Micelio
STP2729-2019Corte Suprema de Justicia · Sala Tutelas2019

Magistrado ponente: Luis Guillermo Salazar Otero

Decreto 1983 de 2017Ley 793 de 2002

Impugnación Tutela 103091 A/. Juan Diego Soto Hoyos y otros LUIS GUILLERMO SALAZAR OTERO MAGISTRADO PONENTE STP2729-2019 Radicación n° 103091 Acta 50 Bogotá, D.C., veinticinco (25) de febrero de dos mil diecinueve (2019).
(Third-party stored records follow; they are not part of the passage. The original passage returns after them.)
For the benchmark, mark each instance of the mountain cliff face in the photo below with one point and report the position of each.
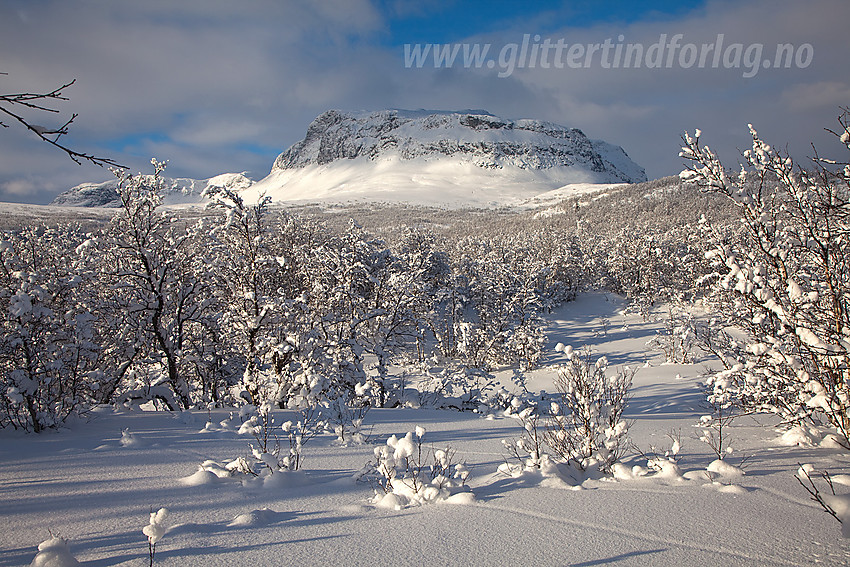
(475, 137)
(178, 191)
(440, 158)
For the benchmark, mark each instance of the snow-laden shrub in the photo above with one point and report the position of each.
(407, 473)
(270, 457)
(586, 428)
(50, 340)
(527, 449)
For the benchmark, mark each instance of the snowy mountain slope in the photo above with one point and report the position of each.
(439, 157)
(179, 191)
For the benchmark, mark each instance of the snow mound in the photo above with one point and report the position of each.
(724, 469)
(54, 552)
(201, 477)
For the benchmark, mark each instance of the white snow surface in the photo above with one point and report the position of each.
(83, 484)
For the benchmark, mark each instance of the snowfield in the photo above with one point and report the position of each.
(95, 484)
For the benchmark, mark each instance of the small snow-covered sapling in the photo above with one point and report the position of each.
(155, 530)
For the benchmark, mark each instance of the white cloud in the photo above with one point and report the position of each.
(198, 82)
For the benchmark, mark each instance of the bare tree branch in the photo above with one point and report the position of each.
(35, 101)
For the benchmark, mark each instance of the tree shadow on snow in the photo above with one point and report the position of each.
(615, 558)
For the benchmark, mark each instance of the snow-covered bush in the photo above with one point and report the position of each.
(155, 530)
(269, 454)
(527, 449)
(786, 280)
(157, 285)
(586, 428)
(409, 474)
(50, 338)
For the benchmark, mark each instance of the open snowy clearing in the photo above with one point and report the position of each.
(95, 484)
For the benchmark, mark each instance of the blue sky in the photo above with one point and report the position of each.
(217, 86)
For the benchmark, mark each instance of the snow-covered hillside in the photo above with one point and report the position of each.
(96, 483)
(425, 157)
(440, 157)
(178, 191)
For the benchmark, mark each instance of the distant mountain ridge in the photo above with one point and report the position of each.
(475, 136)
(179, 190)
(428, 157)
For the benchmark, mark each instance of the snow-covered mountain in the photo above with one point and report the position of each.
(428, 156)
(180, 190)
(453, 158)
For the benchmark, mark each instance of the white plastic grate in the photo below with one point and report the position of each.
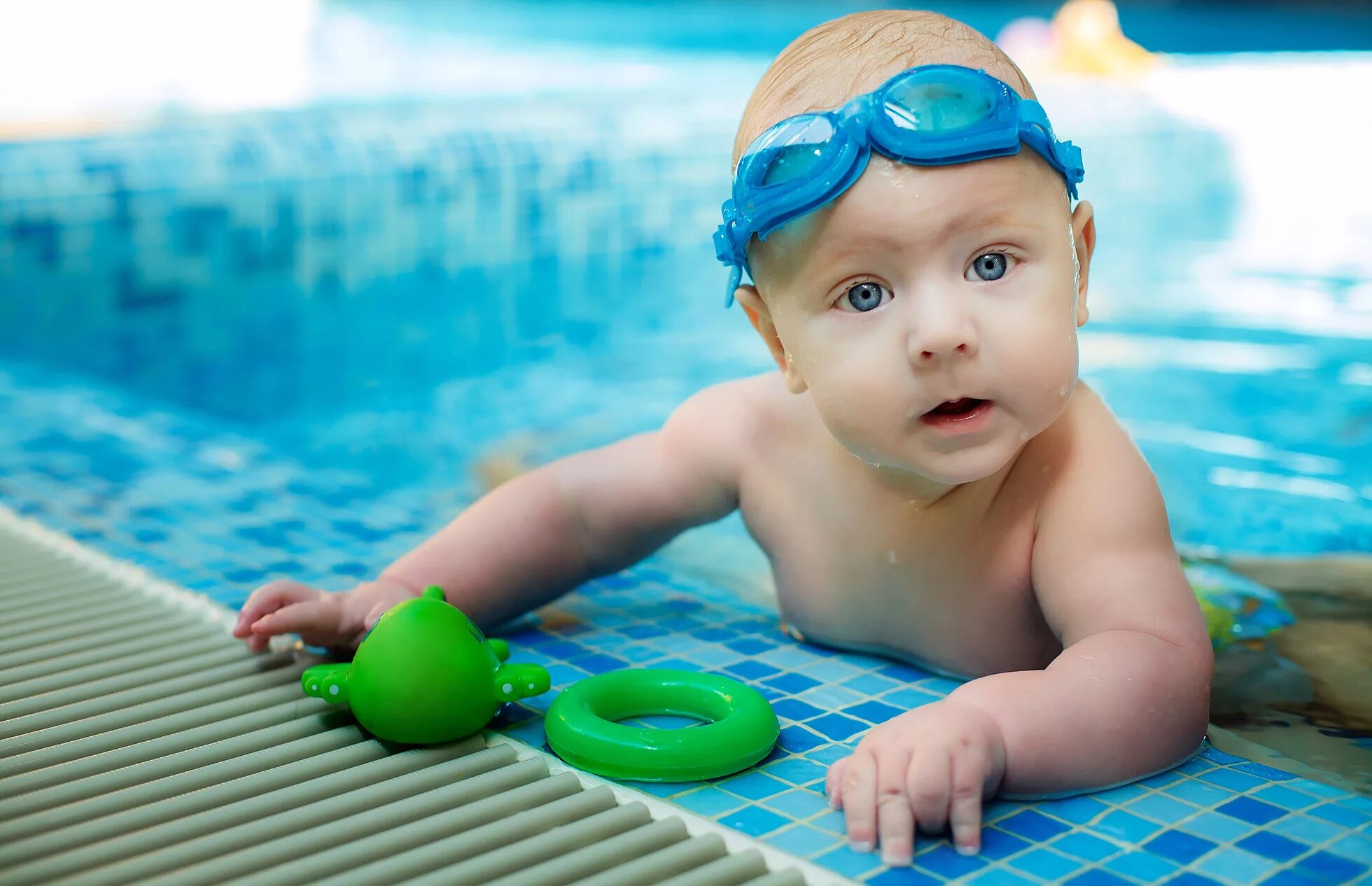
(141, 744)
ASUNTO Se pronuncia la Sala en relación con la demanda de tutela promovida por el apoderado judicial de Liliana María, Gloria Elizabeth, Rosangela, Javier Antonio, Adolfo León, y Juan Diego Soto Hoyos, en contra de la Sala de Extinción del Derecho de Dominio del Tribunal Superior del Distrito Judicial de Bogotá, por la presunta vulneración del derecho fundamental al debido proceso y acceso a la administración de justicia. 1.

ANTECEDENTES Señala el apoderado de los accionantes que éstos adquirieron por vía de sucesión un inmueble identificado con la nomenclatura 65G Nro. 24-45, ubicado en el barrio Trinidad de la ciudad de Medellín, sector que históricamente ha presentado graves problemas de violencia generalizada y “declarado zona de tolerancia en el año 1951 y epicentro del narcotráfico en la década de los años ochenta”, caracterizándose desde entonces por el expendio de alucinógenos y la presencia de alta criminalidad, lo cual ha obligado a la Alcaldía y a la Policía a adelantar múltiples programas e intervenciones sin que se haya logrado bajar los altos índices delincuenciales de la zona.

Relata que mediante oficio 168 del 15 de mayo del año 2009 la SIJIN solicitó a la Unidad Nacional para la Extinción del Derecho de Dominio adelantar acción de extinción contra el citado inmueble, sobre la base de que (i) el día 23 de mayo del año 2008 se realizó un allanamiento donde se capturó al señor Juan Camilo Posada Foronda y se incautó sustancia alucinógena para la venta en aquel lugar, y (ii) el 23 de abril del año 2009 en diligencia de registro al mismo sitio se halló una bolsa negra que en su interior tenía estupefaciente, oportunidad en la cual no fue capturada ninguna persona.

Mediante Resolución del 4 de abril del año 2011 la Fiscalía Dieciocho de la Unidad Nacional para la Extinción del Derecho de Dominio dio inicio a la respectiva acción, frente a la cual los afectados oportunamente ejercieron su derecho de defensa aportando los medios de convicción necesarios para oponerse a la pretensión extintiva del Estado, entre ellas un contrato de arrendamiento celebrado entre los hermanos Soto Hoyos y la empresa “SURAMERICANA DE ARRENDAMIENTOS”, la cual “realizó una labor titánica para impedir la invasión y ocupación por terceras personas (indigentes, drogadictos, expendedores de sustancias, etc.) a la distintas unidades del inmueble”.

Afirma que una vez se realizó la diligencia de embargo y secuestro, el inmueble quedó en poder de la S.A.E., sin que cesaran las perturbaciones. La Fiscalía Dieciocho de la Unidad Nacional para la Extinción del Derecho de Dominio, el 19 de febrero de 2013 profirió resolución de improcedencia de la acción de extinción de dominio, sustentada en que “ante la grave situación de alteración de seguridad del sector, se le ha dificultado sobremanera a los propietarios la vigilancia del bien, máxime que es un problema que ni las mismas autoridades han podido controlar”.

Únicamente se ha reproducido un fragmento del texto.